I'd say Kaypros were popular enough to be in this category. Most contemporary CP/M boxes that used video eventually went to 80-column, even when it was an unfortunate choice for the CRT (e.g. Osborne). Thanks, Jonathan ------- Original Message ------- On Saturday, June 25th, 2022 at 09:31, John Heritage via vcf-midatlantic <vcf-midatlantic@lists.vcfed.org> wrote:
Hey all --
Which (popular) 8-bit computers gained "easy" or even "standard" 80 column support?
I know there are a ton more 8bits than I'll list below, but my understanding is:
Atari 8bit -- XEP80 official accessory but almost no one bought it; used joystick ports.. slow and limited 80 column (black and white?). Atari did have a 60 column graphics/text mode IIRC. there is a software hack that uses narrow characters for '80 columns' but hard to read, and came out after the machine was no longer commerically sold.

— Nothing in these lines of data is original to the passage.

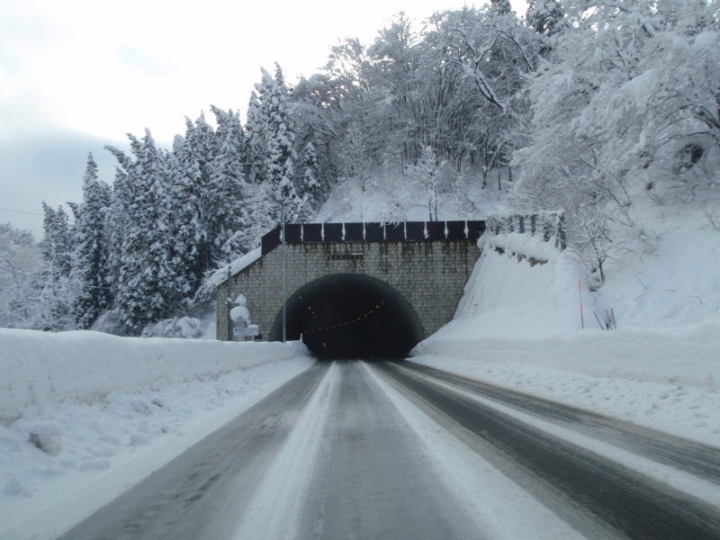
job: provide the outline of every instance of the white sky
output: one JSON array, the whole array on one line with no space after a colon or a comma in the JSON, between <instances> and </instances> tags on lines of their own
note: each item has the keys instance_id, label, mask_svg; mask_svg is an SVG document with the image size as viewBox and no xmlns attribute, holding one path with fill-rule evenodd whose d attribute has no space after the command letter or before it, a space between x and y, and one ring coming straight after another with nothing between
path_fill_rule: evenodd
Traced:
<instances>
[{"instance_id":1,"label":"white sky","mask_svg":"<svg viewBox=\"0 0 720 540\"><path fill-rule=\"evenodd\" d=\"M525 13L525 0L511 3ZM260 67L277 61L292 83L317 72L341 38L370 43L400 11L419 24L464 4L2 0L0 208L39 212L43 198L79 201L88 151L110 182L104 144L146 127L169 141L185 115L210 104L244 113ZM0 222L8 220L41 230L40 218L0 210Z\"/></svg>"}]
</instances>

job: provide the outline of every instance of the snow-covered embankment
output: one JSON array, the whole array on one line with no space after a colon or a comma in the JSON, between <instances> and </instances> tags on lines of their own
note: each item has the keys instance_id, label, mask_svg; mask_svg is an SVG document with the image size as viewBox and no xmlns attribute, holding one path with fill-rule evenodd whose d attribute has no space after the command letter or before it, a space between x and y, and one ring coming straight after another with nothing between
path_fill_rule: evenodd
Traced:
<instances>
[{"instance_id":1,"label":"snow-covered embankment","mask_svg":"<svg viewBox=\"0 0 720 540\"><path fill-rule=\"evenodd\" d=\"M54 537L312 363L298 343L0 328L0 536L44 511Z\"/></svg>"},{"instance_id":2,"label":"snow-covered embankment","mask_svg":"<svg viewBox=\"0 0 720 540\"><path fill-rule=\"evenodd\" d=\"M720 446L720 323L581 330L569 253L518 234L481 241L454 320L414 362Z\"/></svg>"}]
</instances>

Apple II - supported via cards. If 80 column support became common, when did it become common? what was normal for color count, etc?
C64 - C128 mode natively offered 80 column support; millions of these sold. So maybe common later on? 16 colors.
PET - no 80 column?
C Plus/4 - software hack?
ZX Spectrum -- available via some clones only, not common?
BBC Micro - Looks like a native mode for 80 column support?
TRS-80 - no native 80 column support?